Henrique Boliani, figura querida, também
era porteiro, mas na Escola Municipal de Música do Theatro Municipal de São
Paulo (fundada em 1969), onde fui diretor. Apesar de às vezes resmungão e ranheta, escusável por
difíceis problemas familiares, era sempre amigo, era o meu faz-tudo em casa, nas
horas vagas. Descobri que também tinha um grande talento como artista plástico:
sobre um antigo LP, bolachão de baquelita de 78 rpm, pintou-me tocando um
violino que eu não tocava, baseou-se em uma foto de uma matéria do Estadão em
que posei a pedido do repórter, instrumento ao ombro.

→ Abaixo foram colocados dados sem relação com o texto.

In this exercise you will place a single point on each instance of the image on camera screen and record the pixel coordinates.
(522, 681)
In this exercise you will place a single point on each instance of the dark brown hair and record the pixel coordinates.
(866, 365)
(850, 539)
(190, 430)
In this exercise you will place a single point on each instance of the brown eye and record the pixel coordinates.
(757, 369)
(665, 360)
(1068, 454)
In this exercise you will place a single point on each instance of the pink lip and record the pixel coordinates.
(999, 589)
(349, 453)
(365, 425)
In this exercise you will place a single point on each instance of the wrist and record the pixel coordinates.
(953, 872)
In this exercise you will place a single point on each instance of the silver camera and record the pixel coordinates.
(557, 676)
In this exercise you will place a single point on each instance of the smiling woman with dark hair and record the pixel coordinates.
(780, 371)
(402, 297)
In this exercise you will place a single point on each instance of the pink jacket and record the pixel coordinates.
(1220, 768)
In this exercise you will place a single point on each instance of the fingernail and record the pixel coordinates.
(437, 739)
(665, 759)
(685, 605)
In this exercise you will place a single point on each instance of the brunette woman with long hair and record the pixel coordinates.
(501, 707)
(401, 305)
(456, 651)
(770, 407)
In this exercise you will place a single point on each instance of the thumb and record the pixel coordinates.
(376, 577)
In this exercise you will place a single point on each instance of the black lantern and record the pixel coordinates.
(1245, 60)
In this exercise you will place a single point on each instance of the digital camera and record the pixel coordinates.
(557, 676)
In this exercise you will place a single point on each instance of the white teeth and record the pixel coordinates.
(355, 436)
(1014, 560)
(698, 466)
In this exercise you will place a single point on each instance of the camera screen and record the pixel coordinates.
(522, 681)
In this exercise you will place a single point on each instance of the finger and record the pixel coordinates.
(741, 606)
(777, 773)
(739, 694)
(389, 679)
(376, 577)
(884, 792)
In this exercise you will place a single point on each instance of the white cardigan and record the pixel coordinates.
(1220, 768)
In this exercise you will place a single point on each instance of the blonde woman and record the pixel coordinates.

Boliani pintou para mim a obra-prima
que terminou virando capa do meu livro O Arco (Ed. Vitale), escrito a partir de
minha tese de doutorado na USP. Toque cubista, cores fortes, expressava talvez músicos
que costumava ver pela escola. Uma obra tão bela que o profissional que fotografou
a capa do livro teve medo de leva-la para o estúdio, poderia até ser roubado,
disse. As cores fortes em manchas no violoncelo se repetem no fundo, projetando-o
para a frente em plano. Assina HBoliani, data pouco clara.
Henri Rousseau |
Ora, falei de um jardineiro e dois
porteiros fazendo o que se chama arte naïve,
embora de ingênuo neles eu não veja nada. Nem primitivistas, coisa mais para os
flamengos, os italianos do século 15, ou o autodidata Henri Rousseau, do séc.
19. Ou espontâneos como Van Gogh. Mas quando a pintura tem uma história por
trás, como as minhas, há um valor intrínseco, inestimável por quem a possui.